Selectivity comparison of pure and imprinted CLCs in a cross linked polymer matrix (THF imprinted) for THF and EtOH sensing indicating imprinted one is more selective [5:1] while pure CLCs has [2:1].

This study was further extended and CLCs were added to an imprinted polymer system in different percentages, i.e., 5%, 10% and 20% and cross sensitivity was observed. It has been noted that 5% of CLCs in cross-linked polystyrene matrix demonstrated the best selectivity among all for the target analyte vapours, i.e., THF in comparison to ethanol. It is obvious from Figure 6 that the difference in optical absorbance of THF and ethanol is much higher for 5% inclusion of CLCs in imprinted polymer, while for 20% the absorbance is almost same for THF and ethanol. The study is quite useful for synthesizing an optimal imprinted polymer system to obtain high selectivity and reduce cross sensitivity in order to generate suitable sensor materials for hazardous solvent vapour detection.

Figure 6.

Imprinting of different amounts of CLCs embedded in cross linked polyvinyl dibenzene showing that 5% gives better selectivity than others.

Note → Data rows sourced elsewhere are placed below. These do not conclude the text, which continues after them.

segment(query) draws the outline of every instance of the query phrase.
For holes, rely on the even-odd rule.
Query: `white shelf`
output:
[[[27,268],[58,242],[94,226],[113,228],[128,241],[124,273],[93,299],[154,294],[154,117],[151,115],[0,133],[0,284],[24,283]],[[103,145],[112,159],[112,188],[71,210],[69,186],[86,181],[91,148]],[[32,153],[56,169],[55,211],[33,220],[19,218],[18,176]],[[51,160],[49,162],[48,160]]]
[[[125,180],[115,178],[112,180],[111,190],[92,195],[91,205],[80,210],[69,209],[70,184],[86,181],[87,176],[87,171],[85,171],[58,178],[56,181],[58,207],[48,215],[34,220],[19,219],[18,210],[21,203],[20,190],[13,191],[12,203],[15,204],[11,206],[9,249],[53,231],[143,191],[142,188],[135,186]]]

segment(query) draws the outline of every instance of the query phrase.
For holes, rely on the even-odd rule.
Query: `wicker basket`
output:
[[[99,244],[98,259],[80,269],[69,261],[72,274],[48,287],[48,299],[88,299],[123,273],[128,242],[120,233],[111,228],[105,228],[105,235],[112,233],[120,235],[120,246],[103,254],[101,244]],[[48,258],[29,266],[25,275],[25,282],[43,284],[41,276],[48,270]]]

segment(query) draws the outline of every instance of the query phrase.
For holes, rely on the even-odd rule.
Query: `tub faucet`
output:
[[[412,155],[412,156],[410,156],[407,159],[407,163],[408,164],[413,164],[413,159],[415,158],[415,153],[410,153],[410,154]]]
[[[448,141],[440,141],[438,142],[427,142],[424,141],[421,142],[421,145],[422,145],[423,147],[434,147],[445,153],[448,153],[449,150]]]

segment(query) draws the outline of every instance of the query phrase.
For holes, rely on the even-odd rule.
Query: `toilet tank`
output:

The imprinted LCs was put under examination and equal concentrations of THF and ethanol were exposed to them and the corresponding optical response was measured, as presented in Figure 7. It is evident from the graph that there is a linear sensor response for exposed THF and ethanol vapours. As a result the separation properties of the LC are effectively increased by the supporting effect of the imprinted matrix which is mass-shaped to the analyte of interest. In the measurements reported here the temperature dependence was avoided by thermostating the test gas as well as the optical cell with an integrated temperature control of the measuring equipment.

Figure 7.

Optical response of CLCs embedded in imprinted polymer for THF and EtOH showing enhanced selectivity for imprinted THF than EtOH.

The temperature effect on LC-phases can be further separated from solvent interactions by multiple wavelength and band-shape analysis as investigated with a mixture of cholesteryl esters as sensitive material [20].

Conclusions

Due to their marked photostability, reversibility and high sensitivity, cholesteric liquid crystals offer widespread applications as sensor materials, especially for the detection of solvent molecules without pronounced reactivity. The combination of optical with mass-sensitive system provides a balance between mass adsorption and sterical intercalation in CLCs morphology which is included in the optical sensor response. Furthermore, embedding of cholesteric phases into polymer matrixes leads to tough and mechanically stable coating materials that in general show high selectivity than pure materials.